June 20, 2020

Amazing Noctilucent Clouds

One of the most extraordinary and beautiful sights this time of year are the delicate noctilucent clouds that can appear after sunset and before sunrise.

Take a look at a video made by Greg Johnson of Skunk Bay weather showing the celestial show yesterday morning:

Noctilucent clouds are the highest visible clouds, located around 50 miles above the earth surface. Such clouds form when moisture is deposited on dust in the upper atmosphere, generally from meteoritic dust.  Major volcanic ejections can also supply the small particles.

These cloud form in the layer of the atmosphere called the mesophere, where the temperatures are the coldest in the atmosphere.  Specifically, we are talking about temperatures below approximately -185F.   Midsummer is favored because paradoxically that is when the mesosphere is coldest.

NASA even has a satellite (AIM) dedicated to seeing these clouds, as illustrated by an example from June 13th below:

The first report of noctilucent clouds was in 1885 and a number of studies suggest that such clouds are getting more frequent.  

Human's may well have contributed to this increase.  But how?  

It appears that increasing human emission of methane (CH4) into the atmosphere (see below) may be the major cause, with methane breaking down in the upper atmosphere into several components, including water vapor.  More water vapor leads to enhanced ice cloud formation in upper atmosphere.

Another example of the profound effects of human activities on the environment.


  1. Another weather feature I have observed explained. Thanks. Off topic: Is anyone else having trouble accessing the Zone forecast page. I am now getting a "Forbidden you don't have permission to access this resource" response.

  2. Strongly question the graph showing hockey-stick style increases in atmospheric methane since the year 1000! How was it measured for the past 1000 years?

    1. Ice cores from polar regions.

    2. Maybe an assumed level based on pre-Industrial Revolution situation?

  3. I don't suppose this is related to the massive dust cloud coming from the Sahara since that shouldn't have reached the west by now, but I wonder if any of the particles in the mesosphere might be related.

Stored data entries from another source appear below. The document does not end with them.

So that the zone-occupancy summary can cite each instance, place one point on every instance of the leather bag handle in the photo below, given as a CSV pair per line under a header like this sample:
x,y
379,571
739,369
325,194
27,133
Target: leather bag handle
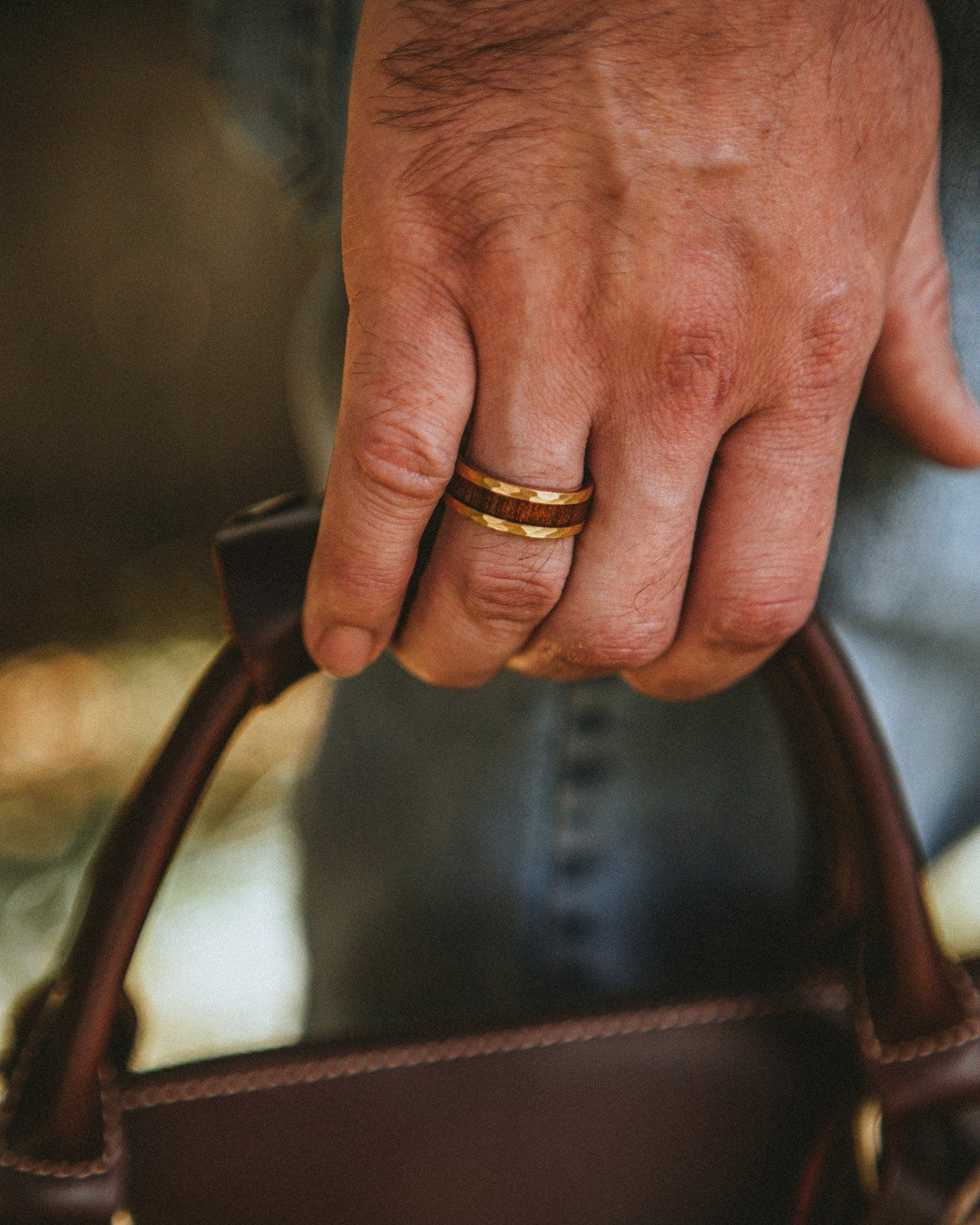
x,y
908,990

  4. That's fascinating. Thanks! Note that according to most research, a great deal of methane in the atmosphere originates in wetlands (rotting vegetation).

  5. Thank you for sharing the beautiful video! Noctilucent cloud location in the mesosphere seems so far away. Are these true clouds? They seem alien, little understood. (Your blog sent me all over the internet.) Maybe God just likes messing with us.

  6. Cliff,

    Beautiful--I always like Skunk Bay videos. Happy Father's Day!